Reviewed by Rethinking Schools
Review Source: Rethinking Schools
Book Author: Collective the Education for Liberation
Lessons in Liberation successfully sets out to answer a critical question: What does abolitionist education look like in practice? Lessons in Liberation pulls together a stunning mix of background articles and teaching ideas, all aimed at being useful for educators and community activists interested in doing the work of abolitionist education.
The book is broken down into three main sections that focus on understanding abolitionist education, how to put it into practice, and, importantly, how to work on building healing spaces. As the struggle over racial justice in the curriculum rages in our schools, Lessons in Liberation is a beautiful and timely resource for justice-oriented educators.
Lessons in Liberation by Collective the Education for Liberation
Published by AK Press on September 28, 2021
Genres: Education
Pages: 376
Reading Level: Teachers and Parents
ISBN: 9781849354363
Review Source: Rethinking Schools
Publisher's Synopsis: Born from sustained organizing, and rooted in Black and women of color feminisms, disability justice, and other movements, abolition calls for an end to our reliance on imprisonment, policing and surveillance, and to imagine a safer future for our communities.
Lessons in Liberation: An Abolitionist Toolkit for Educators offers entry points to build critical and intentional bridges between educational practice and the growing movement for abolition. Designed for educators, parents, and young people, this toolkit shines a light on innovative abolitionist projects, particularly in pre-K-12 learning contexts.

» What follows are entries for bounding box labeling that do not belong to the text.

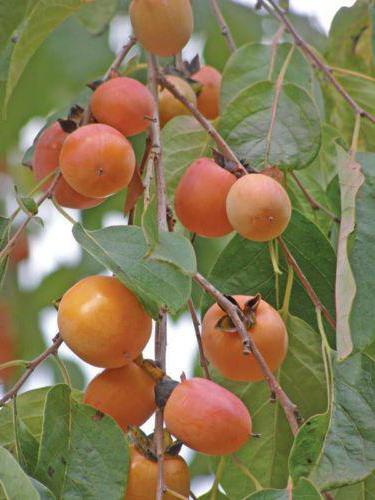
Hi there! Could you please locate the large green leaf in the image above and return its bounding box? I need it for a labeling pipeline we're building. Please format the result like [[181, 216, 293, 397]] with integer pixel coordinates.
[[220, 81, 321, 169], [73, 224, 191, 317], [207, 316, 326, 500]]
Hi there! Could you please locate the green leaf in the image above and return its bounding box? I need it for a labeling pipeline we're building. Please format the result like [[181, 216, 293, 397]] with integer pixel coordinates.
[[220, 81, 321, 169], [207, 316, 326, 500], [73, 224, 191, 317], [4, 0, 86, 108], [221, 43, 314, 111], [77, 0, 119, 35], [0, 447, 41, 500]]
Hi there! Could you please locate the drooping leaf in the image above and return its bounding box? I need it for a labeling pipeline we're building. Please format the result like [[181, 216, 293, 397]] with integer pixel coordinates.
[[73, 224, 191, 317], [220, 81, 321, 169]]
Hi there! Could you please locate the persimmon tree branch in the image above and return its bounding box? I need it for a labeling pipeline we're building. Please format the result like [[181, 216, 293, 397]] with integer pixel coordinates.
[[0, 334, 63, 407], [194, 273, 300, 435]]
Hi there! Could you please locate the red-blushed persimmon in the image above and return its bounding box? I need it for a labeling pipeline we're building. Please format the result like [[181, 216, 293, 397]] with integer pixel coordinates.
[[125, 446, 190, 500], [227, 174, 292, 241], [159, 76, 197, 127], [192, 66, 221, 120], [174, 158, 237, 238], [57, 276, 151, 368], [129, 0, 194, 57], [84, 362, 156, 432], [0, 302, 15, 383], [60, 123, 135, 198], [164, 378, 252, 455], [91, 77, 155, 137], [202, 295, 288, 382], [33, 122, 103, 209]]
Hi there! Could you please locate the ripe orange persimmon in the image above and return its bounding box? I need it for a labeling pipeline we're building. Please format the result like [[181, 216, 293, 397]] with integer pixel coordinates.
[[84, 362, 156, 431], [33, 122, 103, 208], [202, 295, 288, 382], [91, 77, 155, 137], [175, 158, 237, 238], [60, 123, 135, 198], [227, 174, 292, 241], [129, 0, 194, 57], [192, 66, 221, 120], [57, 276, 151, 368], [159, 76, 197, 127], [125, 446, 190, 500], [164, 378, 252, 455]]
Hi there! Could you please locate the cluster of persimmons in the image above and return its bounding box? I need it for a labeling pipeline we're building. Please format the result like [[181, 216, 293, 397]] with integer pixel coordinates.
[[2, 0, 291, 500]]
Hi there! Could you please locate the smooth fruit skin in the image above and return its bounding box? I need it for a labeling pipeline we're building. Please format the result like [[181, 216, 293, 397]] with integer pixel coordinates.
[[91, 77, 155, 137], [227, 174, 292, 241], [129, 0, 194, 57], [125, 446, 190, 500], [202, 295, 288, 382], [192, 66, 221, 120], [33, 122, 103, 209], [57, 276, 151, 368], [60, 123, 135, 198], [159, 76, 197, 127], [175, 158, 237, 238], [84, 362, 156, 432], [164, 378, 252, 455]]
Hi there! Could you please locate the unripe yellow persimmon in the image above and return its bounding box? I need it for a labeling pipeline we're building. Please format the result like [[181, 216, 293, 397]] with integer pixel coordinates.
[[129, 0, 194, 57], [57, 276, 151, 368]]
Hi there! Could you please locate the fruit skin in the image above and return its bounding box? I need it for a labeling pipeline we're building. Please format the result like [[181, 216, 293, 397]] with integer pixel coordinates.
[[164, 378, 252, 455], [175, 158, 237, 238], [60, 123, 135, 198], [192, 66, 221, 120], [33, 122, 103, 209], [227, 174, 292, 241], [84, 362, 156, 432], [57, 276, 152, 368], [129, 0, 194, 57], [91, 77, 155, 137], [159, 76, 197, 127], [125, 446, 190, 500], [202, 295, 288, 382]]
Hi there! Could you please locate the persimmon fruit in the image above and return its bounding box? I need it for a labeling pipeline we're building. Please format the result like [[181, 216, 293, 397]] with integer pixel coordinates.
[[84, 361, 156, 431], [125, 446, 190, 500], [192, 66, 221, 120], [159, 76, 197, 127], [91, 77, 155, 137], [57, 276, 151, 368], [202, 295, 288, 382], [129, 0, 194, 57], [32, 122, 103, 209], [164, 378, 252, 455], [227, 174, 292, 241], [60, 123, 135, 198], [175, 158, 237, 238]]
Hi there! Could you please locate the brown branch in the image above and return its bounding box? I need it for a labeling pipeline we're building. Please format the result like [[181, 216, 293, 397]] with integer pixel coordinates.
[[259, 0, 375, 123], [210, 0, 237, 52], [188, 299, 211, 380], [194, 273, 300, 436], [158, 73, 247, 174], [277, 237, 336, 330], [290, 172, 341, 224], [0, 334, 63, 407]]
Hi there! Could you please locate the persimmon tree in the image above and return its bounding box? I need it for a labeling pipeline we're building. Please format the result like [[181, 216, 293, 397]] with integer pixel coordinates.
[[0, 0, 375, 500]]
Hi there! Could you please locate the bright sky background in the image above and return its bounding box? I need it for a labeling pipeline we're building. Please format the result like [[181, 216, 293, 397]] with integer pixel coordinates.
[[3, 0, 354, 495]]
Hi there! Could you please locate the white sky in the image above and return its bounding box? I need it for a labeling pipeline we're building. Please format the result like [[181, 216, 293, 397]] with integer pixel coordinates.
[[4, 0, 354, 495]]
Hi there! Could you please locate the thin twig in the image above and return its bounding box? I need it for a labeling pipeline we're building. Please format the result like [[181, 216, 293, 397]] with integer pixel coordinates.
[[194, 273, 300, 435], [259, 0, 375, 123], [277, 237, 336, 330], [188, 299, 211, 380], [0, 334, 63, 407], [210, 0, 237, 52]]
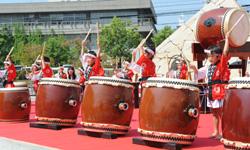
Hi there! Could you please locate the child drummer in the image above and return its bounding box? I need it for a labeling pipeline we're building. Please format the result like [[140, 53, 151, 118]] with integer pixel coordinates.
[[3, 57, 16, 88], [132, 40, 156, 81], [190, 34, 230, 139], [80, 30, 104, 81], [26, 62, 41, 93], [41, 56, 53, 78]]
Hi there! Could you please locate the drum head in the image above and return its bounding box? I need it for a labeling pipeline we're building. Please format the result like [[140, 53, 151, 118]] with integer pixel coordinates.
[[0, 87, 28, 92], [14, 81, 28, 87], [143, 78, 199, 91], [223, 9, 250, 47], [39, 78, 80, 88]]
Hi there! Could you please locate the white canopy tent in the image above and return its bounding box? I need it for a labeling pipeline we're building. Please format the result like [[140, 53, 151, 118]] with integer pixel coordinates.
[[154, 0, 250, 76]]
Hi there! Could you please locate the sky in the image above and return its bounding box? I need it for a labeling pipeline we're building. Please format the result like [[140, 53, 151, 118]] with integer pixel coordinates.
[[0, 0, 250, 29]]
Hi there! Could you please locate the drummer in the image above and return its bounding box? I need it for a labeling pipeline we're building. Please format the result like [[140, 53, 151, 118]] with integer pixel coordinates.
[[26, 63, 41, 93], [132, 40, 156, 81], [190, 34, 230, 139], [67, 66, 77, 80], [41, 56, 53, 78], [55, 66, 67, 79], [3, 57, 16, 88], [80, 39, 104, 81], [114, 61, 134, 81]]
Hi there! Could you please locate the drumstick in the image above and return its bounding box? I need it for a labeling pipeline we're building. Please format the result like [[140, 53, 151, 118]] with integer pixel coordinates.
[[83, 28, 91, 41], [5, 46, 14, 60], [138, 29, 154, 47], [41, 42, 46, 57], [228, 14, 245, 34]]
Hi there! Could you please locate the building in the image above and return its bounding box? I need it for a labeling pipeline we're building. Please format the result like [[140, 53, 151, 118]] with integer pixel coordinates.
[[0, 0, 156, 47]]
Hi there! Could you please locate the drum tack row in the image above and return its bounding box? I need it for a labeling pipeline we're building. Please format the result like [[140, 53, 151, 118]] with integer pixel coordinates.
[[0, 77, 250, 149]]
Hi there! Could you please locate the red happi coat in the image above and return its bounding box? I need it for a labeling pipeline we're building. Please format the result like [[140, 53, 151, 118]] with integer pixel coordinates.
[[89, 57, 104, 77], [179, 64, 188, 80], [209, 55, 230, 100], [42, 64, 53, 78], [137, 55, 156, 77]]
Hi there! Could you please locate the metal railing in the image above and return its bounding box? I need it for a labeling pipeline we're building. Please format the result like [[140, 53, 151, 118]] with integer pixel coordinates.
[[0, 18, 154, 34]]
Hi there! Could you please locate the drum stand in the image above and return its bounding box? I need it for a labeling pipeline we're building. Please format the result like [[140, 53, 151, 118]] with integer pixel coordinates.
[[78, 129, 122, 139], [200, 86, 210, 114], [132, 137, 182, 150], [30, 121, 72, 130]]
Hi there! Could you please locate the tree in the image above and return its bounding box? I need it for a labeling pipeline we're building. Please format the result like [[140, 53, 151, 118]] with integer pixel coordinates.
[[45, 35, 72, 66], [152, 26, 174, 47], [100, 17, 141, 66]]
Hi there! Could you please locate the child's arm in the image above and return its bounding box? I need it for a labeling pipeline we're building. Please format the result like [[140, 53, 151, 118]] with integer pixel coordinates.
[[190, 65, 207, 80], [223, 33, 230, 56], [81, 40, 87, 56], [96, 24, 101, 57], [41, 56, 45, 69]]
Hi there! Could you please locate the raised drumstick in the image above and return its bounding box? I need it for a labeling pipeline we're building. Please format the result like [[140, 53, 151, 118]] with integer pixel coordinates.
[[5, 46, 14, 60], [228, 14, 245, 34], [83, 28, 91, 41]]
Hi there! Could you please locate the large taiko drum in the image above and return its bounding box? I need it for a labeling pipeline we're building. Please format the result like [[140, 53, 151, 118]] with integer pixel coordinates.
[[221, 77, 250, 150], [196, 8, 250, 48], [36, 78, 81, 126], [138, 78, 199, 145], [0, 87, 31, 122], [81, 77, 134, 135]]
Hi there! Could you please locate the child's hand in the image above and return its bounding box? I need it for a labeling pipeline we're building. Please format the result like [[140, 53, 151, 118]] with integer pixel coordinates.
[[189, 65, 196, 70], [225, 32, 230, 40], [82, 40, 87, 48]]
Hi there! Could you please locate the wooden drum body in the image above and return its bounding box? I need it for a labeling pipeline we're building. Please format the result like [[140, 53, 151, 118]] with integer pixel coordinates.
[[221, 77, 250, 149], [0, 87, 31, 122], [14, 81, 28, 87], [36, 78, 81, 126], [138, 78, 199, 145], [196, 8, 250, 48], [81, 77, 134, 134]]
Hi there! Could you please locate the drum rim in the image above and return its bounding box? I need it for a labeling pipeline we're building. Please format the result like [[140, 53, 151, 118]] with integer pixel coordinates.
[[224, 8, 250, 47], [39, 78, 79, 85], [88, 76, 132, 85], [0, 87, 29, 92], [227, 77, 250, 89], [146, 77, 198, 85], [142, 78, 199, 91]]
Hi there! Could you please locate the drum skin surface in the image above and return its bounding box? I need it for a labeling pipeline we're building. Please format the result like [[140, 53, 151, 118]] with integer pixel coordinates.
[[0, 88, 31, 122], [82, 77, 134, 134], [196, 8, 250, 48], [36, 78, 81, 126], [222, 80, 250, 149], [138, 77, 199, 144]]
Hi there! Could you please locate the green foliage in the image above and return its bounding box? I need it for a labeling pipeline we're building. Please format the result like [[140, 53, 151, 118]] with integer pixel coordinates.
[[0, 26, 13, 66], [152, 26, 174, 47], [0, 24, 82, 66], [100, 17, 141, 67]]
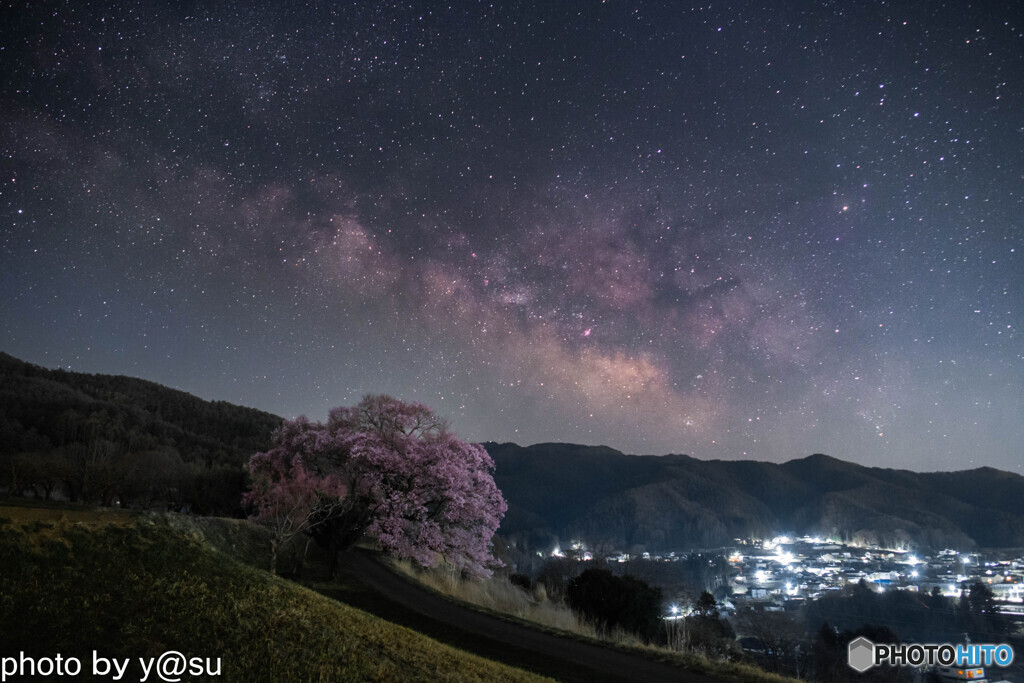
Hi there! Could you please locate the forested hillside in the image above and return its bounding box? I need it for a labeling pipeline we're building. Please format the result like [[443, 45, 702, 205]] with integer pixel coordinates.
[[0, 353, 281, 514], [485, 443, 1024, 550]]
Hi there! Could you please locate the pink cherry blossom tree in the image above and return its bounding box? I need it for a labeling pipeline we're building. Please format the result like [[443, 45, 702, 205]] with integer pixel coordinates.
[[244, 395, 507, 575], [243, 418, 348, 572]]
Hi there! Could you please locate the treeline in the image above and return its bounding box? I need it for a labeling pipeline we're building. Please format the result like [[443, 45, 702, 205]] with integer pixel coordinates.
[[0, 353, 281, 515]]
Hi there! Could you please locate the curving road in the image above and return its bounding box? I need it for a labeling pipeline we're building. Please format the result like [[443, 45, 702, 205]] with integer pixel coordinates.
[[342, 550, 722, 683]]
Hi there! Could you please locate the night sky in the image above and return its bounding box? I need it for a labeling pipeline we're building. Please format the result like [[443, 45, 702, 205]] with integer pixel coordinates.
[[0, 0, 1024, 472]]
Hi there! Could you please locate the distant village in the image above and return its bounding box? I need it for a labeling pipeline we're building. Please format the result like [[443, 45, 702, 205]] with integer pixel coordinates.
[[552, 536, 1024, 618]]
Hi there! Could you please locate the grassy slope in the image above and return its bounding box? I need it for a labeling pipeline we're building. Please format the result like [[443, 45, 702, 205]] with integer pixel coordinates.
[[0, 507, 540, 681]]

Sections are dedicated to entry points into Prison Industrial Complex abolition and education; the application of the lessons and principles of abolition; and stories about growing abolition outside of school settings. Topics addressed throughout include student organizing, immigrant justice in the face of ICE, approaches to sex education, arts-based curriculum, and building abolitionist skills and thinking in lesson plans.
The result of patient and urgent work, and more than five years in the making, Lessons in Liberation invites educators into the work of abolition.
Contributors include Black Organizing Project, Chicago Women's Health Center, Mariame Kaba and Project NIA, Bettina L. Love, the MILPA Collective, and artists from the Justseeds Collective, among others.